Avoiding an otiose and absurd result

Carson Bingley was driving his car, poorly. His driving was erratic. He cut off one driver and crossed over the centre line. He nearly collided with another car. Bingley pulled into the parking lot of an apartment complexand struck another car. The police were called.

Officer Tennant responded. She spoke to Bingley. She noted several things that led her to believe that Bingley was impaired: his zipper was undone; he had difficulty doing it up; he stumbled; he was swaying and uncoordinated; his eyes were glossy and bloodshot; his speech was slurred; he was having trouble focusing. While officer Tennant believed Bingley was impaired, there was no odour of alcohol. An ASD sample revealed a BAC of 16. Officer Jellinek – who is trained and qualified as a “drug recognition expert” (thereby classifying him as an “evaluating officer within the meaning of section 254) – arrived on scene. Standard Field Sobriety Tests were conducted. Bingley failed. Bingley was arrested. Back at the station officer Jellinek conducted an evaluation (as set out in section 3 of the Evaluation of Impaired Operation (Drugs and Alcohol) Regulations, SOR/2008-196). Bingley failed.

A urine sample was obtained pursuant to section 254(3.4). It was analyzed. Carboxy THC (an inactive by-product of THC – the psychoactive component of cannabis), cocaine and Alprazolam were detected in the urine sample.

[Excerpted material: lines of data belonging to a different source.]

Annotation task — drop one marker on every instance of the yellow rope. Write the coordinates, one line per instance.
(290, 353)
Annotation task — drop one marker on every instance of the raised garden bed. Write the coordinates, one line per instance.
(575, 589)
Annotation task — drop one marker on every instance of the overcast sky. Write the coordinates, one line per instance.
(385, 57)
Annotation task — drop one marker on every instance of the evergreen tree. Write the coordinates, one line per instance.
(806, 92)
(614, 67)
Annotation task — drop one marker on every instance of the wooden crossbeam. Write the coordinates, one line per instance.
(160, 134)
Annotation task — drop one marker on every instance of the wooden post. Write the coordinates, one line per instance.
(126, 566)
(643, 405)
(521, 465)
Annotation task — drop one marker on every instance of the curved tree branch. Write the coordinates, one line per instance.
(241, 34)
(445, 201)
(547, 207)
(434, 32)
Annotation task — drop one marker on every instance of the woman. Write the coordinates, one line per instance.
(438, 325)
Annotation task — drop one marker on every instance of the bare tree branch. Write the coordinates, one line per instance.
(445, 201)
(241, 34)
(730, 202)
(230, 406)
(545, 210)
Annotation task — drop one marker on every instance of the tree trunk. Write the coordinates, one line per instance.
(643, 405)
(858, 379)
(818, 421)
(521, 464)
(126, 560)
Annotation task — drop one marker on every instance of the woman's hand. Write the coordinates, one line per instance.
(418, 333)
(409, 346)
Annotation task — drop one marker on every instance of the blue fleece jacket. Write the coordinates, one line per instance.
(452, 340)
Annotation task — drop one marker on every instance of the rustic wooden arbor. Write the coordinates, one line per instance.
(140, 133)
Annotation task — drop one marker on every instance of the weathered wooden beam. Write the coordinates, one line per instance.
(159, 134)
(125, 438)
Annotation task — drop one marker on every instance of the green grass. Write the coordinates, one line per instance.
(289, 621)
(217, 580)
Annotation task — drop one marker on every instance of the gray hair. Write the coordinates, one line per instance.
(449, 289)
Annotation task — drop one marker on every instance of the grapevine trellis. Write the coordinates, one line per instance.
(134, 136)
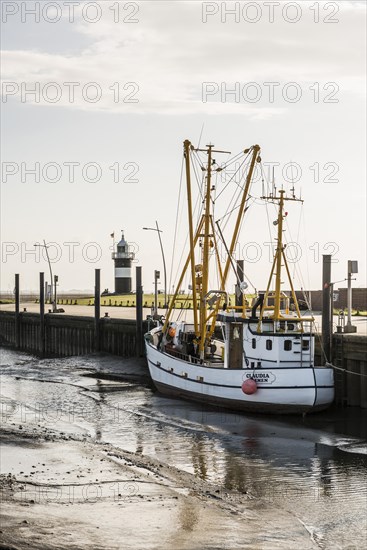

At trial one of the issues raised by counsel for Bingley, Trevor Brown, was whether officer Jellinek could provide an “opinion” on the issue of whether Bingley was impaired by drug absent a Mohan voir dire. The Crown argued that the statutory provisions permitted such an opinion to be given without the need for such a voir dire. The trial judge disagreed. Bingley was acquitted. The Crown appealed. The summary conviction appeal court judge, Justice McLean, allowed the Crown appeal. Bingley appealed.

A unanimous Court of Appeal dismissed the appeal: 2015 ONCA 439. Bingley appealed to the Supreme Court – his appeal was dismissed: 2017 SCC 12. The majority offered the following points in dismissing the appeal.

First, the language of s254(3.1), in particular, the phrase “to determine”, does not support the conclusion that a DRE is automatically entitled to provide an opinion in court. Unfortunately, the majority did not discuss this point in any detail – there was no statutory interpretation undertaken, an approach advanced by the Crown and accepted at the Court of Appeal.

Second, the majority noted that the concession by Bingley that the evidence of the DRE is logically relevant, necessary and not subject to any other exclusionary rule (3 of the Mohan criteria) was “appropriate” [para 18].

Third, the majority noted that the only issue that remained was whether he was properly qualified. With respect to that issue, the officer, a “DRE” is “literally” a “drug recognition expert” who is certified as such for the purposes of the scheme. This expert receives “special training in how to administer the 12-step drug recognition evaluation and in what inferences may be drawn from the factual data he or she notes”.  It follows that a DRE is a properly qualified expert who “undoubtedly possess[es] expertise on determining drug impairment that is outside the experience and knowledge of the trier of fact” [para 21].

To put it another way, the only purpose of a voir dire in this case would be to determine whether Constable Jellinek has expertise over and above an ordinary person. Normally, the judge determines this on evidence adduced at the voir dire. But s. 254(3.1) and the legislative and regulatory scheme that accompanies it conclusively answer the question of expertise. The DRE is established by Parliament to possess special expertise outside the experience and knowledge of the trier of fact. He is thus an expert for the purpose of applying the 12-step evaluation and determining whether that evaluation indicates drug impairment for the purposes of s. 254(3.1). His expertise has been conclusively and irrebuttably established by Parliament [para 27].

Fourth, the majority rejected the argument advanced by Bingley that the scheme was for investigative purposes only and did not permit the DRE to provide an opinion in court: “While a DRE’s evaluation certainly has an investigative purpose, their application of the 12-step drug recognition evaluation and determination of impairment is relevant evidence and can assist the trier of fact” [para 21].

Fifth, the majority noted that since the expertise of the DRE is the implementation and interpretation of the 12-step test, the DRE need not be trained in the underlying science [para 22]. More to the point, perhaps, the majority noted that the 12-step evaluation secures its reliability from the statutory framework itself.  

Sixth, any challenge to the underlying effectiveness of the evaluation would require a challenge to the legislative framework itself [para 25].

Bingley is an important decision. Drug impaired driving is a dangerous and too frequent occurrence in Canada. The legislative scheme created by Parliament and now interpreted by the Supreme Court is logical, principled and effective. As the majority noted, the schemed (and concessions by Bingley) make clear that the common law requirements for admissibility are made out and thus, the DRE’s opinion should be admitted without the need for such a voir dire. “To so require would be otiose, if not absurd, not to mention a waste of judicial resources” [para 28].